O hardware é simples o suficiente para que, em seu site, a Starlink se vanglorie de que os usuários devem ser capazes de se conectar em minutos ao receberem um kit. O kit padrão inclui uma antena, um roteador e cabos. Os assinantes baixam um aplicativo para se registrar e controlar sua assinatura antes de se conectar ao sistema Starlink.

A Starlink diz em seu contrato de usuário que o serviço não foi projetado ou destinado para uso com armas militares. No ano passado, um alto executivo da SpaceX disse que a empresa tomou medidas para limitar o uso de seu hardware para fins militares diretos pela Ucrânia.

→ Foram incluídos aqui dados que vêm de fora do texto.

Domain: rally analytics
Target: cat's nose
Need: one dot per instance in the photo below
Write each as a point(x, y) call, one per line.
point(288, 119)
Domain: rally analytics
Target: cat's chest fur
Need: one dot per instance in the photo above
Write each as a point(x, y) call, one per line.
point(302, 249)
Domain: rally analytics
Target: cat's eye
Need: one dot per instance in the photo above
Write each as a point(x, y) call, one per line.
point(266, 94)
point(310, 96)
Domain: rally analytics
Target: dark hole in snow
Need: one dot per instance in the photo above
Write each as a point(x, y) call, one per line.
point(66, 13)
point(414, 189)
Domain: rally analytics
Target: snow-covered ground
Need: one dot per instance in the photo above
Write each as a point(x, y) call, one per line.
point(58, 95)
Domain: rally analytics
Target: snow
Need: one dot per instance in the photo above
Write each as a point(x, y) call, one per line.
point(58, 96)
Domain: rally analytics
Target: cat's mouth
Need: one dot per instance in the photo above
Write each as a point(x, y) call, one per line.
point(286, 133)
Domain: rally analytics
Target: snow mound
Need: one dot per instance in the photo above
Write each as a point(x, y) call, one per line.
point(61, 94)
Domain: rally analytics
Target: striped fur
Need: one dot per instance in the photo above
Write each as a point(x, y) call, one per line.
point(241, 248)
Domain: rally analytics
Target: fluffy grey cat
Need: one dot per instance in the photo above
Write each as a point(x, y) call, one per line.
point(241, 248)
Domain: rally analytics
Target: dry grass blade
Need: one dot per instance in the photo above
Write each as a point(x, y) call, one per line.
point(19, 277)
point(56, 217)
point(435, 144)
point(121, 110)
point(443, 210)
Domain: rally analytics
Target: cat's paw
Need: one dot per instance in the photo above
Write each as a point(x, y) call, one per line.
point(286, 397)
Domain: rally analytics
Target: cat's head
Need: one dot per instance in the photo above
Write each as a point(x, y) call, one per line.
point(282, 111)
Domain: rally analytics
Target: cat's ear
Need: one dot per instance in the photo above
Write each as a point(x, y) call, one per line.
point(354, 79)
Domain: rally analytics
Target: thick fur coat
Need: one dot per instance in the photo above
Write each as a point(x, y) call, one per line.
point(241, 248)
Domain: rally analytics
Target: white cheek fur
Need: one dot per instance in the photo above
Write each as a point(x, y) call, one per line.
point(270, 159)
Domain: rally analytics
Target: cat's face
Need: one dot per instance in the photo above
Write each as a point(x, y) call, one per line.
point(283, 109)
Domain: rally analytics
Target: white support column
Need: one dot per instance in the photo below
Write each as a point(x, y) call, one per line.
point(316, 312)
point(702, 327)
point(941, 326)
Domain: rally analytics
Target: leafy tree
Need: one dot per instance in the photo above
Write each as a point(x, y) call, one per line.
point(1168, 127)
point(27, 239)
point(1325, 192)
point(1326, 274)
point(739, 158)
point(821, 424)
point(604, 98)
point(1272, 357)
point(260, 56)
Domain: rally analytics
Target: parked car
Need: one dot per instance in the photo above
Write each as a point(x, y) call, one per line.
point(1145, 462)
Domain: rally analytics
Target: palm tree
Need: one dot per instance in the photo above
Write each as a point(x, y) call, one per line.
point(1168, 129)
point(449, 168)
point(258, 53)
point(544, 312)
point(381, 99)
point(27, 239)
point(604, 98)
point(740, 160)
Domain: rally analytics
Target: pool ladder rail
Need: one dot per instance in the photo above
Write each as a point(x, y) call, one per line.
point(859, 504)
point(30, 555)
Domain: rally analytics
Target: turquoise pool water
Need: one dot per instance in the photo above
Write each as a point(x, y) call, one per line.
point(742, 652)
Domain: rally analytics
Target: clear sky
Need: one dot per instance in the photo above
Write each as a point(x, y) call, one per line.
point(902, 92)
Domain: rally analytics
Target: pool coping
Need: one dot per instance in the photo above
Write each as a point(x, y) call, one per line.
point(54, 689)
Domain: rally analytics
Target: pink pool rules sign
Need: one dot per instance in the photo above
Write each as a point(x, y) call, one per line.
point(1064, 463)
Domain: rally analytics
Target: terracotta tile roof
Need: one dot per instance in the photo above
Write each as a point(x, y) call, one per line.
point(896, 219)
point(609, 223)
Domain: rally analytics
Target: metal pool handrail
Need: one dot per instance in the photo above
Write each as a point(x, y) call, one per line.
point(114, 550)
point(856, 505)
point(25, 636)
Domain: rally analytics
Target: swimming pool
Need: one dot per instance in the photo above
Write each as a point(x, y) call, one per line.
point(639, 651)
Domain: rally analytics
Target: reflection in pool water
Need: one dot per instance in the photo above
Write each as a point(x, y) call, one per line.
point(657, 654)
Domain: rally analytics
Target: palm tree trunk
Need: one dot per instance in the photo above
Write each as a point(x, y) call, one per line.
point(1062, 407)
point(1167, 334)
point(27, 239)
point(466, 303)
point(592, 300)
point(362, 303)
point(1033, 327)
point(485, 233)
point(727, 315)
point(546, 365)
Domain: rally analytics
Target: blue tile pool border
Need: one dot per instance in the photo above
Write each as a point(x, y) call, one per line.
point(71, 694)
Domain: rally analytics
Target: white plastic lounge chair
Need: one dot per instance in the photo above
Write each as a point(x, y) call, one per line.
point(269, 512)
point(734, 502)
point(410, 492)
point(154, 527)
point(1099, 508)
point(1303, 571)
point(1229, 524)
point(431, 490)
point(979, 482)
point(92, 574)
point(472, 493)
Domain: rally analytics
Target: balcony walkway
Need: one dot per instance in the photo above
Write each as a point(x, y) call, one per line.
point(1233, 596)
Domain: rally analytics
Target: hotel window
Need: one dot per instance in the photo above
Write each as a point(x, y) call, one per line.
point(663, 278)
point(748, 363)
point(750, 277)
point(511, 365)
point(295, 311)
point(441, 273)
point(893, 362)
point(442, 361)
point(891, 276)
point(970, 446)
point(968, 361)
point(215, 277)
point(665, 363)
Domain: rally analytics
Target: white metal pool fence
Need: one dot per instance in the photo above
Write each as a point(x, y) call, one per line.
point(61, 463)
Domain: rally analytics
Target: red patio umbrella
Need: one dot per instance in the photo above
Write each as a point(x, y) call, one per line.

Musk algumas vezes expressou desconforto sobre o papel da Starlink na guerra da Ucrânia, dizendo a seu biógrafo, Walter Isaacson, que o serviço foi projetado para usos pacíficos, não ataques de drones. “Como entrei nessa guerra?”, disse ele a Isaacson.

No entanto, quem pode usar o Starlink e para quais fins nem sempre é algo muito claro. O hardware chegou ao Iêmen, devastado pela guerra, e foi contrabandeado para o Irã, que não aprova a tecnologia.

A Starlink disse que, se a SpaceX descobrir que um de seus dispositivos está sendo usado por quaisquer partes sancionadas ou não autorizadas, haverá uma investigação e a empresa pode desativar os terminais.

Depois que a Rússia invadiu a Ucrânia em fevereiro de 2022, Musk ativou a Starlink no país. Apoiadores da Ucrânia, incluindo Polônia e a Agência Americana para o Desenvolvimento Internacional, compraram milhares de terminais Starlink para o país.

Os terminais ajudaram os soldados ucranianos, que estão em menor número e com menos armas, a derrotar os russos. Usando a conexão de internet segura fornecida pela Starlink, observadores ucranianos comunicam posições russas à sua artilharia através de drones.

Déficit russo

As tropas de Moscou muitas vezes não tinham o equipamento necessário para se comunicar com seus comandantes. Transmissões de rádio abertas, enviadas pelo que eram essencialmente walkie-talkies, foram bloqueadas ou captadas pela Ucrânia, transformando os soldados russos no campo de batalha em alvos fáceis.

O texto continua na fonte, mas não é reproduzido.